マーケティング4.0は企業と顧客のオンライン交流とオフライン交流を統合し、ブランド構築におけるスタイルと内容を融合させ、最終的にマシン・ツー・マシンの接続性を人間と人間のふれあいで補完することで、顧客エンゲージメントを強化するマーケティングアプローチである。
出典:『コトラーのマーケティング4.0 スマートフォン時代の究極法則』(フィリップ・コトラー著、ヘルマワン・カルタジャヤ著、イワン・セティアワン著、恩藏直人監修、藤井清美訳)
コトラーは著書『コトラーのマーケティング4.0』の中で、「伝統的マーケティングからデジタル・マーケティングへの移行」と題して、いくつかの変化をあげています。
「セグメンテーションとターゲティングから、顧客コミュニティの承認へ」
伝統的マーケティングでは、企業は市場をセグメンテーションし、顧客をターゲティングしていました。コトラーはこれを「ブランドと顧客の縦の関係」としています。しかし、デジタルが当たり前になった今では、顧客同士が横のネットワークでつながり、新しいセグメントになっています。この「顧客コミュニティ」と企業が関わるには、従来の縦の関係性ではなく、まるで友人のように振る舞い、許可を求める必要があると言います。
顧客コミュニティと効果的に関わるためには、ブランドはパーミション(許可)を求めなければならない。セス・ゴーディンが提唱したパーミション・マーケティングは、マーケティング・メッセージを送る前に顧客の同意を求めるという考えを中心に据えている。
出典:『コトラーのマーケティング4.0 スマートフォン時代の究極法則』(フィリップ・コトラー著、ヘルマワン・カルタジャヤ著、イワン・セティアワン著、恩藏直人監修、藤井清美訳)

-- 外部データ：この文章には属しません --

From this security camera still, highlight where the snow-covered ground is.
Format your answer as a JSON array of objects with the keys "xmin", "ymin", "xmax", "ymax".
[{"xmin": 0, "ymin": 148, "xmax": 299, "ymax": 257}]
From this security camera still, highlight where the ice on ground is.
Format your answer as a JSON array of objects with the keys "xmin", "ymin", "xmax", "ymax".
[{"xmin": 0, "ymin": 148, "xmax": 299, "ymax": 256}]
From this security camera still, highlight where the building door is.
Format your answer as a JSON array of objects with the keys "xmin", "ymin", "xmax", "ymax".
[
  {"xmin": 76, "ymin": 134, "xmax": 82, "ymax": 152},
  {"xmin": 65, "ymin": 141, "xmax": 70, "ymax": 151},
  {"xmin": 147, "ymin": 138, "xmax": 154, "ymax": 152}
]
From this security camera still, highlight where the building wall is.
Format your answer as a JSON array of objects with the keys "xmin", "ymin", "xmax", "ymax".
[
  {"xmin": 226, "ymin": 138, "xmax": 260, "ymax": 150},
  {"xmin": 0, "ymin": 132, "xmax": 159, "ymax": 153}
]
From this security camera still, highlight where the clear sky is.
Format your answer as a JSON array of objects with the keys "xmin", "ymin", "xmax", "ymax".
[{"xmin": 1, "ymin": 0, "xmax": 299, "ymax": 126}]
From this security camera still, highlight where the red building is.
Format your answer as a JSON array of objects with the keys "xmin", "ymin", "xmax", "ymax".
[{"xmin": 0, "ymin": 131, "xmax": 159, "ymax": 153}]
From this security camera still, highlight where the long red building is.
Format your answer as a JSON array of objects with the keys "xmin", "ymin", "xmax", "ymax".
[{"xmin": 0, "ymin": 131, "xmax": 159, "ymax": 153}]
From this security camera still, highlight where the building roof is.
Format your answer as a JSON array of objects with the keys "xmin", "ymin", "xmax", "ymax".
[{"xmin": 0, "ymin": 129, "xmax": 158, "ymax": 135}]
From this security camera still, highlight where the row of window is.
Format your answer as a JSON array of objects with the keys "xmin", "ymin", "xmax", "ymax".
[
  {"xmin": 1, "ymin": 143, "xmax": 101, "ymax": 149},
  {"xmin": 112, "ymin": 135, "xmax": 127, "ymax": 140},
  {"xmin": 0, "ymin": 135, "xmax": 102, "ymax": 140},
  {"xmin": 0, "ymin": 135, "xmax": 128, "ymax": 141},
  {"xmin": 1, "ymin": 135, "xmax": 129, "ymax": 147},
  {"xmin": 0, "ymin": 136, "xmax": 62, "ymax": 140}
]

「ブランド・ポジショニングと差別化から、ブランドの個性や規範の明確化へ」
伝統的マーケティングでのブランドは競合他社と自社を区別するためのポジショニングを築き、差別化する必要がありました。しかし、デジタル経済圏におけるマーケティングでは、ポジショニングではなく、個性と規範こそがブランドの源泉になると言います。
技術トレンドのめまぐるしい変化のせいで、ブランドがより柔軟に適応することは必要不可欠だが、その一方で、ブランドの本物の個性がかつてないほど重要になっている。
ブランドのアイデンティティとポジショニングを繰り返し伝えつづけることは、伝統的マーケティングでは重要な成功要因だったが、今日では十分ではないかもしれない。
出典:『コトラーのマーケティング4.0 スマートフォン時代の究極法則』(フィリップ・コトラー著、ヘルマワン・カルタジャヤ著、イワン・セティアワン著、恩藏直人監修、藤井清美訳)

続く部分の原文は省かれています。